Zoals vermeld zijn enkele onderzoeksinstellingen betrokken bij het praktijknetwerk. Lemmens benadrukt dat zij vraaggestuurd moeten werken. ‘Het zit in hun natuur om aanbodgericht te werken. Dat is uitdrukkelijk niet de bedoeling. Vragen die de initiatiefnemers van de drie trajecten niet kunnen beantwoorden, worden neergelegd bij de onderzoeksinstellingen. Zij worden als het ware uitgedaagd om met concrete oplossingen te komen.’ Na de zomer zal het praktijknetwerk in de Greenport-regio van start gaan, los van het feit of deze van EZ een subsidie (voor projectbegeleiding) krijgt toegekend. In de eerste ronde zullen expertmeetings worden gehouden, waarin de afzonderlijke trajecten een lijst met knelpunten en onderzoeksvragen opstellen. Vervolgens worden deze lijsten gedeeld met de achterban, dit om het draagvlak te vergroten. In intervisiebijeenkomsten komen de drie trajecten bij elkaar, waarbij ook de andere partners, bijvoorbeeld onderzoeksinstellingen, worden uitgenodigd.
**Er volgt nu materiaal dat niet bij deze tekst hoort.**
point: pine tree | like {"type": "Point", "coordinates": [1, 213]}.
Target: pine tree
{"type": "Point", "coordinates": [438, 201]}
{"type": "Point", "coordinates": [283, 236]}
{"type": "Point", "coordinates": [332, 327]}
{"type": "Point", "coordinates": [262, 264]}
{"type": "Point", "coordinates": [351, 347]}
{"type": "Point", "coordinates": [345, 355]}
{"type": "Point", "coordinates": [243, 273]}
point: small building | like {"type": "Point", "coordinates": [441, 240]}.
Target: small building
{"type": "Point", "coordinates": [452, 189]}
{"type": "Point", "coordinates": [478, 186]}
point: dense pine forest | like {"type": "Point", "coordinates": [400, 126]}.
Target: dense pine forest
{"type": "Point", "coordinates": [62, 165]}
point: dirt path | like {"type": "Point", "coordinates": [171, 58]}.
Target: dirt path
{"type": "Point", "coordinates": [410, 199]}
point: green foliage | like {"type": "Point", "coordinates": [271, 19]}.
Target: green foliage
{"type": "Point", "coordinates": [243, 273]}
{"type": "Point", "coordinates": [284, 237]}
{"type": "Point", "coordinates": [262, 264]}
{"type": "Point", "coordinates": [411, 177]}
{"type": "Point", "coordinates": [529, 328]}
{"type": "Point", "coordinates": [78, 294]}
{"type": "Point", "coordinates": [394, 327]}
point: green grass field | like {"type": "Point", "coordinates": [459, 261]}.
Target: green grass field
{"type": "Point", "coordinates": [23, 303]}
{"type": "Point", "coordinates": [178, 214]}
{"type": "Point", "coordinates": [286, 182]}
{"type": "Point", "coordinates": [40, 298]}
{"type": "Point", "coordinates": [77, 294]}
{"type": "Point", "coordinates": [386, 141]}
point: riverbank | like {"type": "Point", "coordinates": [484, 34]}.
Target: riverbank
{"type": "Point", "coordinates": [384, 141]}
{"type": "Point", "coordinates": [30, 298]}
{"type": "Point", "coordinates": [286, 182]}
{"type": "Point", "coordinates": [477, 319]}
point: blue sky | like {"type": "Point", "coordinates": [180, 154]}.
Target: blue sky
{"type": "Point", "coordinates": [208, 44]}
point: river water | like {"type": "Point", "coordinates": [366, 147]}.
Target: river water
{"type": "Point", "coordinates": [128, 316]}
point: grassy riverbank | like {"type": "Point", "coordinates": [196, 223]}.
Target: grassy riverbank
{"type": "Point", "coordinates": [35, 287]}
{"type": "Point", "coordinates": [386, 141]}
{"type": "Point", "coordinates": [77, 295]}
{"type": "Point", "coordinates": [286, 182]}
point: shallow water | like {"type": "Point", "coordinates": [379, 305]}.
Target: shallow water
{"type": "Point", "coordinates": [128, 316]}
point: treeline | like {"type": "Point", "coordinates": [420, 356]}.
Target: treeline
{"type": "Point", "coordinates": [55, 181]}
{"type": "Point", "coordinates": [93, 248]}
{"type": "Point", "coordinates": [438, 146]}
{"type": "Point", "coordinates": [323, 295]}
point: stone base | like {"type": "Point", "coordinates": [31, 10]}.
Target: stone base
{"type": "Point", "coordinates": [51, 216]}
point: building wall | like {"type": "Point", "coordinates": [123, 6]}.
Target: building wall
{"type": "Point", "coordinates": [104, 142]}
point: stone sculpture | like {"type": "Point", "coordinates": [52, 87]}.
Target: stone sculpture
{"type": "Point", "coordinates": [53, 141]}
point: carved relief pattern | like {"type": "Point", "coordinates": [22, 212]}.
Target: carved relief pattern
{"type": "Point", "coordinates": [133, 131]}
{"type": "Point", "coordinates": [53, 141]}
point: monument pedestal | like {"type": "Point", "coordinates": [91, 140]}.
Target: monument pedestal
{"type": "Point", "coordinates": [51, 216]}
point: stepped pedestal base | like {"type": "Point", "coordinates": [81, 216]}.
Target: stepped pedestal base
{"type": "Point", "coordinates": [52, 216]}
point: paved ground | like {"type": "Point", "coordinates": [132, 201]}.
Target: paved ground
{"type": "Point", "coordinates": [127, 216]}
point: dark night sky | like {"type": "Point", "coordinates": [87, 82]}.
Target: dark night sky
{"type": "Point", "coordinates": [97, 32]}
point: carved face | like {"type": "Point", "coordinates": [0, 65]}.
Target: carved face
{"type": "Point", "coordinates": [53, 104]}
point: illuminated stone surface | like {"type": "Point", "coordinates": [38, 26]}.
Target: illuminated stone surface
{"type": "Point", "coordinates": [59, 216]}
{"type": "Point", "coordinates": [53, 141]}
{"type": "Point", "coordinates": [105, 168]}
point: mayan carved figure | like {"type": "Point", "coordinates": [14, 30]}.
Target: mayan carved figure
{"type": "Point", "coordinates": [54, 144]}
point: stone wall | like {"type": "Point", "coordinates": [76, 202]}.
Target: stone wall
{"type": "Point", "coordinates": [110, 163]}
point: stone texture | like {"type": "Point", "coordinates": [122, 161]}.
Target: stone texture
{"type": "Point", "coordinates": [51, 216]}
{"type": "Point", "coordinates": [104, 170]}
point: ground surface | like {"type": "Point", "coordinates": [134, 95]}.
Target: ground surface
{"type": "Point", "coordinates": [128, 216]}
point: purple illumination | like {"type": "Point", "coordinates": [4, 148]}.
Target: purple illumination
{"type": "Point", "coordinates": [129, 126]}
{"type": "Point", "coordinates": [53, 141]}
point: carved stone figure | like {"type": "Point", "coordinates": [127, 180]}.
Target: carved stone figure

Tot slot worden alle bevindingen opgenomen in een handbook ‘Ondernemen met reststromen in de glastuinbouw’. Lemmens: ‘Dit biedt ondernemers die ook reststromen willen verwaarden, handvaten om zulke projecten tot een goed einde te brengen. Het gaat daarbij niet om specifieke inhoudelijke kennis, maar inzicht in het proces.’